Il est facile d’avancer qu’à côté d’une narration par plusieurs vecteurs le langage est peut-être plus libérateur à lui seul pour le lecteur : les images que nous mettons sur les mots ne sont limitées que par nous-mêmes, alors que le jeu vidéo est mathématiquement contraint. Les mondes que nous parcourons dans un jeu ont beau avoir l’air vaste, ils sont bordés par des horizons événementiels strictement codés – des points que le joueur ne peut tout simplement pas franchir. Cependant, ce n’est pas la capacité d’être infinie qui définit une bonne histoire, mais sa capacité à nous faire ressentir quelque chose, quelles que soient les limites esthétiques.

Bien sûr, tous les jeux vidéo ne se soucient pas de l’histoire. Ian Bogost, l’une des stars de la recherche sur le sujet, considère d’ailleurs qu’ils sont meilleurs sans [comme il l’écrit dans cet article de The Atlantic traduit par Courrier international]. Dans certains d’entre eux, il s’agit juste de jouer, de faire, on a un espace sans narration. Astrid Ensslin, l’auteure de Literary Gaming, un livre sur la question, parle du “spectre littéraro-ludique”, aux extrémités duquel se trouvent les jeux qui privilégient le jeu d’une part, et ceux qui privilégient l’histoire d’autre part. Comme le jeu vidéo est la forme culturelle de notre époque, il y a largement assez de place pour les deux.

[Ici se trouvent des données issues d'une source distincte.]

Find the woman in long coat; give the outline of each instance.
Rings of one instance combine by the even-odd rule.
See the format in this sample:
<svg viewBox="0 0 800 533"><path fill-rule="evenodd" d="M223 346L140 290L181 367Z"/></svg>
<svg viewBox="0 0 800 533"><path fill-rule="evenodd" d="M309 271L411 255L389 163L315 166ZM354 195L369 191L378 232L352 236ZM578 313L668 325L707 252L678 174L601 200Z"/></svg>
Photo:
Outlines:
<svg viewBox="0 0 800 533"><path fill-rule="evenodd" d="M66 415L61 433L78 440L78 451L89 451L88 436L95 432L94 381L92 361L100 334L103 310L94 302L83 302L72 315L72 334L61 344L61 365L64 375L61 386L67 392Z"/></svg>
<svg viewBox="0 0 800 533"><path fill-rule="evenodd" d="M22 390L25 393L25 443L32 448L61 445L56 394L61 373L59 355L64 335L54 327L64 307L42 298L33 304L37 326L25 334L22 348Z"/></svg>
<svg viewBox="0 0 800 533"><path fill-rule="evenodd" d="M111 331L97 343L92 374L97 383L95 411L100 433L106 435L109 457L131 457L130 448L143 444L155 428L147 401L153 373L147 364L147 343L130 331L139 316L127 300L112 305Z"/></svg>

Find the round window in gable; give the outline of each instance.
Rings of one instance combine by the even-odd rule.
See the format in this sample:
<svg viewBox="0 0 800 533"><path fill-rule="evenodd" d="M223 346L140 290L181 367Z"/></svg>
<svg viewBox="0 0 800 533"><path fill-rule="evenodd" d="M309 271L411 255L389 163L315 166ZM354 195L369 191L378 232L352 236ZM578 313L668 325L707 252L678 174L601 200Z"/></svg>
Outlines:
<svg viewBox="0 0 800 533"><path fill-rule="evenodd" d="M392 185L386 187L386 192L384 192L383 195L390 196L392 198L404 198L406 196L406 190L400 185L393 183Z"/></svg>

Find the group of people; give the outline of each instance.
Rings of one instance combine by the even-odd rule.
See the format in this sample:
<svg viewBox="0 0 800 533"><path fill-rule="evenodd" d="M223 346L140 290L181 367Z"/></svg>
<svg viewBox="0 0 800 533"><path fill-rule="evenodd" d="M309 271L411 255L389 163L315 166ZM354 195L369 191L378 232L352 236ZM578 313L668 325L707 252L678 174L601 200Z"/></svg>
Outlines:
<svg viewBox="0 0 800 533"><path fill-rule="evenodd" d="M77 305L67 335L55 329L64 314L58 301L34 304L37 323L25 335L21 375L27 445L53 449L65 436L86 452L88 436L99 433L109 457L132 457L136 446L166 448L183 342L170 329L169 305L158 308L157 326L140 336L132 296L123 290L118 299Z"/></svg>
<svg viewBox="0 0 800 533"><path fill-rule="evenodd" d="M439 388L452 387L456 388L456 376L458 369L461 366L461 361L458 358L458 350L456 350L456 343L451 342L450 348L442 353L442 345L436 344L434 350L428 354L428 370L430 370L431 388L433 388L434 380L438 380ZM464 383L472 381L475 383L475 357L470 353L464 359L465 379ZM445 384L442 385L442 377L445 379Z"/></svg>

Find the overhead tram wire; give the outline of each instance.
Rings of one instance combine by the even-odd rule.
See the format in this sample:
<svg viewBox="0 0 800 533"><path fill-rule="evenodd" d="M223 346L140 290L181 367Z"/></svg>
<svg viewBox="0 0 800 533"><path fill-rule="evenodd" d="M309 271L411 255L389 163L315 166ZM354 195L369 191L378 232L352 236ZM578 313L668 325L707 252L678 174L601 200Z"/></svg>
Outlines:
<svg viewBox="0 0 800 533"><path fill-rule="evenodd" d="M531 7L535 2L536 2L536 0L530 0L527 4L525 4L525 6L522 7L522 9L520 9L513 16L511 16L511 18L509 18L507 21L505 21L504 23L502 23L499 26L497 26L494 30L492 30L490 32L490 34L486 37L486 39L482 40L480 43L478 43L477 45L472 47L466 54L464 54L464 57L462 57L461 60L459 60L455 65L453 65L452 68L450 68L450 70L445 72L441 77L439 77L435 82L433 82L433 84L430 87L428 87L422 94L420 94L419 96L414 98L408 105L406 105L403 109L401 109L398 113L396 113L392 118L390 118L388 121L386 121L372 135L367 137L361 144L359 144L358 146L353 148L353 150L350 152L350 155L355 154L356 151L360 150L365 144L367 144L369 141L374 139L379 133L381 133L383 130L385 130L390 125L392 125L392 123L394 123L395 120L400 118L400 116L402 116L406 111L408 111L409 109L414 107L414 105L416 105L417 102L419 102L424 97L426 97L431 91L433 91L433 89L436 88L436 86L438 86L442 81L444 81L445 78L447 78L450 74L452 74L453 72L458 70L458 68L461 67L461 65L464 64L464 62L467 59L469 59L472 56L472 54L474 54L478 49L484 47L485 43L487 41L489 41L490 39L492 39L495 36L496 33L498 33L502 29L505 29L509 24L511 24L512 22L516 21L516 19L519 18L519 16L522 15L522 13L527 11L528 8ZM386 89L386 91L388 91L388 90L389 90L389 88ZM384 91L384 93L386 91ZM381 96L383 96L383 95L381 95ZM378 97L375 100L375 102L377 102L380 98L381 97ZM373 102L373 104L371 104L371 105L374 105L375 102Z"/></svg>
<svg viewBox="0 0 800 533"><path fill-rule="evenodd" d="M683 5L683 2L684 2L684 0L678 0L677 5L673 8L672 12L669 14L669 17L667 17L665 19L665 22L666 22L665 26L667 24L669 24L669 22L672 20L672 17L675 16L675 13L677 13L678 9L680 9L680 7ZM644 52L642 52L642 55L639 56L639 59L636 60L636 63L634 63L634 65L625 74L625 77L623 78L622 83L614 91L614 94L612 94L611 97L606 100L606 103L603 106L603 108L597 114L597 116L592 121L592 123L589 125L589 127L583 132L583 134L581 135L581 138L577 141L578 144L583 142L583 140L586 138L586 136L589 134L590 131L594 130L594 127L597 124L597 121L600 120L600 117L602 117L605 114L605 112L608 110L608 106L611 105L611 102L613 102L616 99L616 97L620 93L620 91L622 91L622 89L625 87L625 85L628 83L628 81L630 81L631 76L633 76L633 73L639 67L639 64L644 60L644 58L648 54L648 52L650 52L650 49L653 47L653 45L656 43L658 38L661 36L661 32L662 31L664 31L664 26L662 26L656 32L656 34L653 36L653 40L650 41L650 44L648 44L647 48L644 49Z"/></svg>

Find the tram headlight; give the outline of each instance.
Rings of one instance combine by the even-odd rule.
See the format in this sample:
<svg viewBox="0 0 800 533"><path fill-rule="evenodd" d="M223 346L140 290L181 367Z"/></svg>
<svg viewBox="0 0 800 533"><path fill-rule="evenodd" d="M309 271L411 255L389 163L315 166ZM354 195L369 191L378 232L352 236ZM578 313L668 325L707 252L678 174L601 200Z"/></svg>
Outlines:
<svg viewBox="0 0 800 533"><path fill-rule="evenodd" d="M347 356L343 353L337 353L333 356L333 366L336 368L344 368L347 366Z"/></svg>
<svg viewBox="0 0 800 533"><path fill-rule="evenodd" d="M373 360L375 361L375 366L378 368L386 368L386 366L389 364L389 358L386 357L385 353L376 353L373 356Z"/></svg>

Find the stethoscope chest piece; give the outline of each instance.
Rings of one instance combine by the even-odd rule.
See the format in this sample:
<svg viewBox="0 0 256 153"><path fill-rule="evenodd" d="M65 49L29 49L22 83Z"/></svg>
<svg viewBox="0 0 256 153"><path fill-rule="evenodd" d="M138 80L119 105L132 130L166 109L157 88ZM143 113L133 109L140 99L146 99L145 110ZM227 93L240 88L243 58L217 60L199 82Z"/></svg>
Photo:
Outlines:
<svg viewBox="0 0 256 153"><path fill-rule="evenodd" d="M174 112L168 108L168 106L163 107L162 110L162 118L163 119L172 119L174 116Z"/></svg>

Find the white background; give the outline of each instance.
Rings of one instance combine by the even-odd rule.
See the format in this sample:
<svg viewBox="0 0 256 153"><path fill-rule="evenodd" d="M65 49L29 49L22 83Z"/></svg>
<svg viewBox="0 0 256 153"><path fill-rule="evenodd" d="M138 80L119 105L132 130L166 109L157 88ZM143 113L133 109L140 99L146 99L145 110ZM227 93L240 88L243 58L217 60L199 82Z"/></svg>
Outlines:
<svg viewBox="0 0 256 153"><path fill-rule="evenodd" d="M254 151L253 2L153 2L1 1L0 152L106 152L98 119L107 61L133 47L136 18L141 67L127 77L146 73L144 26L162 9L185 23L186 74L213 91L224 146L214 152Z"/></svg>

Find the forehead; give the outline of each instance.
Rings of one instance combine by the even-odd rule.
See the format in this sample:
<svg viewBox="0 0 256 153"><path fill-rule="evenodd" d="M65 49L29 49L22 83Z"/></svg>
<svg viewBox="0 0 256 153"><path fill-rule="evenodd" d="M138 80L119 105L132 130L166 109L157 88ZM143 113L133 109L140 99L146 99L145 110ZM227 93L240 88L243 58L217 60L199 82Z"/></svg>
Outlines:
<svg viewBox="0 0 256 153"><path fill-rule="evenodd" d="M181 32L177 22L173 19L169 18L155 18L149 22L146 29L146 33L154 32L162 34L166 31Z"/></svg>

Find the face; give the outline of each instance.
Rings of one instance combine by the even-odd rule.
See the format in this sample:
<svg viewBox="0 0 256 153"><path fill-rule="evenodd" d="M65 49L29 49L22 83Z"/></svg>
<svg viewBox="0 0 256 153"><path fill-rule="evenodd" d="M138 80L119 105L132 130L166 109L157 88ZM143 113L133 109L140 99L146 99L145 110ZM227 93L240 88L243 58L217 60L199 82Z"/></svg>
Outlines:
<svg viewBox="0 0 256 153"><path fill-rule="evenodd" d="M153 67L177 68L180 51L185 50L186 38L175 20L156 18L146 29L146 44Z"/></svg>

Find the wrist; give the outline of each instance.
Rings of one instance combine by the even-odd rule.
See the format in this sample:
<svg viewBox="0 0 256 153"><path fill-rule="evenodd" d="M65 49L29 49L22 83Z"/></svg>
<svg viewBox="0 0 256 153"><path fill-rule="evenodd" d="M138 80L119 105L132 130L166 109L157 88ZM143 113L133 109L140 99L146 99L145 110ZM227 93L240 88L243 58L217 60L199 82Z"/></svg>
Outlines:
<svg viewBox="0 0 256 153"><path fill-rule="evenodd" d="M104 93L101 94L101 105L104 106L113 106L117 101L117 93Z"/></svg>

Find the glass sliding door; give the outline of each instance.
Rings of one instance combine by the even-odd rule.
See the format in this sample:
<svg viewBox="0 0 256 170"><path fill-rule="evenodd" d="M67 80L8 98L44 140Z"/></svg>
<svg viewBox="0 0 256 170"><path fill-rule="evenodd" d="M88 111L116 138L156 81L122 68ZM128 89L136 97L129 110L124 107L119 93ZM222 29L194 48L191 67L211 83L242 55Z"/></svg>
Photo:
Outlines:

Les codes de la littérature numérique

 

Le jeu vidéo est devenu une nouvelle forme de littérature sans faire de bruit. On affirme toujours que les années 1970 et 1980 ont été les jours de gloire de la fiction interactive ; à cette époque, les ordinateurs redonnaient une nouvelle vie aux histoires où chacun choisissait son aventure. Le numérique a cependant fait de gros progrès depuis, et notre capacité à faire appel aux caractéristiques de la bonne littérature sous forme numérique aussi.

Les jeux littéraires ne sont pas uniquement ces œuvres indépendantes comme Dear Esther et Everybody’s Gone to the Rapture qui privilégient la narration spatiale. Même des titres à gros succès et à gros budget (ce qu’on appelle des “Triple-A”) comme Red Dead Redemption et Horizon Zero Dawn reconnaissent l’importance des personnages, des dialogues, des décors et du sujet. Ces éléments font tous partie de la littérature et ils se sont tranquillement installés au cœur des canons du jeu vidéo contemporain.